Original Message:
Sent: Apr 09, 2024 06:00 AM
From: thomasbnc
Subject: SNMPv3 Link down traps are not working (2930M / JL321A)
Hi
are you sure you need link up/down traps in your NAC software? What NAC solution are you using?
With Aruba Clearpass SNMP-based enforcement, mac-notify traps are used to track whether a client is connected or not.
Switch Configuration
Global switch configuration:
snmp-server community OnConnectRO operator
snmp-server community OnConnectRW operator
snmp-server host 4.3.2.1 community ClearPassOnConnect trap-level all
snmp-server trap-source 1.2.3.4
snmp-server enable traps mac-notify
Interface configuration:
snmp-server enable traps link-change 17-20
interface 17-20 mac-notify traps learned
interface 17-20 mac-notify traps removed
interface 17-20 untagged vlan 812
Would that do the job for you, too? See also "Wired Policy Enforcement Solution Guide" page 50 ff..
Regards,
Thomas
Original Message:
Sent: Apr 09, 2024 05:22 AM
From: md@hwi-it.de
Subject: SNMPv3 Link down traps are not working (2930M / JL321A)
Nobody can help? :-(
Original Message:
Sent: Mar 19, 2024 08:59 AM
From: md@hwi-it.de
Subject: SNMPv3 Link down traps are not working (2930M / JL321A)
Hello.
I have the problem, that I need snmpv3 link down traps on a NAC appliance.
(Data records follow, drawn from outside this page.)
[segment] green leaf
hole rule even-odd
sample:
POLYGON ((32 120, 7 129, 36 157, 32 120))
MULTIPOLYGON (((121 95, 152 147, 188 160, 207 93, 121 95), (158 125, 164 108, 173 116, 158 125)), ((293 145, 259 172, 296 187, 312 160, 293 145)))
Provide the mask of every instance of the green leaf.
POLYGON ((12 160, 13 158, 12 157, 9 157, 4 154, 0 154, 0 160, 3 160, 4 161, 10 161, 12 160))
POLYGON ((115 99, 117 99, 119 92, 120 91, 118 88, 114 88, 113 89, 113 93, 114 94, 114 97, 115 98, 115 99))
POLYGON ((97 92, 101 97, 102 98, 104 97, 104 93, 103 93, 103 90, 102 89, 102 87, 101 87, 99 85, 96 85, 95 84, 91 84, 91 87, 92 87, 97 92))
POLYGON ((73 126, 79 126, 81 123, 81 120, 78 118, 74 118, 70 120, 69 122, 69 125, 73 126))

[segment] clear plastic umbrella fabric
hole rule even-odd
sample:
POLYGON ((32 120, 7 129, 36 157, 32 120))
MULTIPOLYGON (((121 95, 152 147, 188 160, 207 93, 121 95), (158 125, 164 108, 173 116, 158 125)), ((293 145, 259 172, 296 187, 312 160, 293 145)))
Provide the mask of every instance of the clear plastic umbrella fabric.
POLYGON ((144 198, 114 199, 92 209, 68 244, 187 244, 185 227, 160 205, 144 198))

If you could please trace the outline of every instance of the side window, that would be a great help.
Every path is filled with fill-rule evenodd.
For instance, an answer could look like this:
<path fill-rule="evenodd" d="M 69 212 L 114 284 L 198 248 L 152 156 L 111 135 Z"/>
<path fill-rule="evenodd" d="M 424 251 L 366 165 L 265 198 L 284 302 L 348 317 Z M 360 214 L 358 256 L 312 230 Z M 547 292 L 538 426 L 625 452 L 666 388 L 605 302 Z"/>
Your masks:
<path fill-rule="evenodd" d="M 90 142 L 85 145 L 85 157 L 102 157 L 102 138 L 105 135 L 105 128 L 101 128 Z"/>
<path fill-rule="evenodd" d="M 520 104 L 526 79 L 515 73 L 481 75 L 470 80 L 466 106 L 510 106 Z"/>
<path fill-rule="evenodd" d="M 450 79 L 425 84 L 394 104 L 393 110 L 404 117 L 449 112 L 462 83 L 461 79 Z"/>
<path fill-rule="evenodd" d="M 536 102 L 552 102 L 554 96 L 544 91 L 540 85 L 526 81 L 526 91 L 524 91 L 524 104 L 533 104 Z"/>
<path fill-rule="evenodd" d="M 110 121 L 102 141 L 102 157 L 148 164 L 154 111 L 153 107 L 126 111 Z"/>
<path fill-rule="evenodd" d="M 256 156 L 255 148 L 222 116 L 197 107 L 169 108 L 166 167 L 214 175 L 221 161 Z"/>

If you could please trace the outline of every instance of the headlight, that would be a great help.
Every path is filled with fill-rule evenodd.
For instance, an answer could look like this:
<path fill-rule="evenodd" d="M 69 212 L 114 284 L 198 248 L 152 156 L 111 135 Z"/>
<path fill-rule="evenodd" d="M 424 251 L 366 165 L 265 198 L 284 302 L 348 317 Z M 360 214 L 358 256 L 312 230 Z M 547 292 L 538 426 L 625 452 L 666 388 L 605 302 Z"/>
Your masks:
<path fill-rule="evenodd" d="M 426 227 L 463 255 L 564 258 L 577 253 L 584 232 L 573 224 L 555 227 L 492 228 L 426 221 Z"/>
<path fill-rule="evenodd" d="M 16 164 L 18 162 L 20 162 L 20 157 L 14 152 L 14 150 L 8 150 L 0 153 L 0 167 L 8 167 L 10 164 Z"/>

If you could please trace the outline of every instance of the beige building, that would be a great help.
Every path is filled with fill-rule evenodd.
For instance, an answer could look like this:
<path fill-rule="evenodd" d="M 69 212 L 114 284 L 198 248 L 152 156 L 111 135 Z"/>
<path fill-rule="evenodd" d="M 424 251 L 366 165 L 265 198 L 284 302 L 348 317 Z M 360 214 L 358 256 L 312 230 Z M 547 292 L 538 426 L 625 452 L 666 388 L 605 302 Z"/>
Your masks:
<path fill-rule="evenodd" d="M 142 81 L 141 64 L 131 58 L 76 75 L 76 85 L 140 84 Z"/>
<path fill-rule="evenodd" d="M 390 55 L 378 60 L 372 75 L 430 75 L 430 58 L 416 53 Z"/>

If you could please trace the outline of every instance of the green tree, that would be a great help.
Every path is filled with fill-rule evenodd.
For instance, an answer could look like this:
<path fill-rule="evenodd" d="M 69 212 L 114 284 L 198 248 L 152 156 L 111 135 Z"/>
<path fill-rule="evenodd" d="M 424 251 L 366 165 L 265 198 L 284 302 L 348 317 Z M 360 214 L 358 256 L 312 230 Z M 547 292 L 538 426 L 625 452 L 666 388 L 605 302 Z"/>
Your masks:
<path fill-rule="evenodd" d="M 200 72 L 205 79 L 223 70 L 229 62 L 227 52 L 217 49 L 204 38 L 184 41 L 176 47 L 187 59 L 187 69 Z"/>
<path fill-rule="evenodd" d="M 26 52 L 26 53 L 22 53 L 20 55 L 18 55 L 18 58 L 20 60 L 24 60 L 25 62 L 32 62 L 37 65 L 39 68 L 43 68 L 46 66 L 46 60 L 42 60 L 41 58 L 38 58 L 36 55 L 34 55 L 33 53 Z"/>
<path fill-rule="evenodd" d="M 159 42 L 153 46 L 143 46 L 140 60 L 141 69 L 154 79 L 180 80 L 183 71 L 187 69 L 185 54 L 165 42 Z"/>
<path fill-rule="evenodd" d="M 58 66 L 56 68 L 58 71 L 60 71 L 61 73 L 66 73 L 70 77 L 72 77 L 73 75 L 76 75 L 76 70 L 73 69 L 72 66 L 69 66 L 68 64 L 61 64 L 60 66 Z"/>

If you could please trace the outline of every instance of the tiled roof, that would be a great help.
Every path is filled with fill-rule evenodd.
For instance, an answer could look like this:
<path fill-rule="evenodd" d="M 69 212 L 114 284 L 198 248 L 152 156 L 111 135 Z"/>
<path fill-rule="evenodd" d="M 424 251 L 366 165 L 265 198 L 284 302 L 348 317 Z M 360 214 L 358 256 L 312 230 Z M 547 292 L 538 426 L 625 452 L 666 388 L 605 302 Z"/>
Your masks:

SNMP Link Up Traps are send well. SNMP Link Down traps are not send. The switch is just send the operational status of the port is down, but not the link down trap.
Switch version is: WC.16.11.0005
SNMP Configuration:
snmpv3 targetaddress "NAC" params "counteract" 10.22.31.1 filter all taglist "NAC"
Please see log messages from NAC appliance.
Link Up Trap:
sw:18235:1710851371.821736:Tue Mar 19 13:29:31 2024: main::sw_send_trap_event_by_mac:14749:[]::0: mac[805d974dcde7] reporting trap [up] event
sw:18235:1710851373.086182:Tue Mar 19 13:29:33 2024: main::sw_add_mac:9287:[DEVICE,MAC]:[keys:10.22.31.1,10.22.31.1:146,805d974dcde7]:0: Sending adm for mac[805d974dcde7] - reveived link-up trap on this port
sw:18235:1710851373.086377:Tue Mar 19 13:29:33 2024: main::sw_send_adm_by_mac:13406:[DEVICE,MAC]:[keys:10.22.31.1,10.22.31.1:146,805d974dcde7]:0: sw [10.22.31.1] sending admission for mac[805d974dcde7]
sw:18235:1710851373.334845:Tue Mar 19 13:29:33 2024: main::sw_send_trap_event_by_mac:14749:[DEVICE,MAC]:[keys:10.22.31.1]:0: mac[805d974dcde7] reporting trap [up] event
Link down trap / operational status:
sw:18235:1710851404.694754:Tue Mar 19 13:30:04 2024: main::sw_purge_port_macs_hash_absent_mac:19791:[DEVICE,MAC]:[keys:10.22.31.1]:0: operatedown - mac[805d974dcde7] ipport[10.22.31.1:146] multi[1] voip[] trunk[0] operate_down[1]
sw:18235:1710851404.695458:Tue Mar 19 13:30:04 2024: main::mac_removed_from_port_handle_mac:20874:[DEVICE,MAC]:[keys:10.22.31.1]:0: deleting mac[805d974dcde7] from ipport[10.22.31.1:146 mac_on_another_port[] operate_down[1] mac_last_update_time[1710851373] online[]
Is there any configuration to activate same link traps for link down as link up? Or is it a bug of software?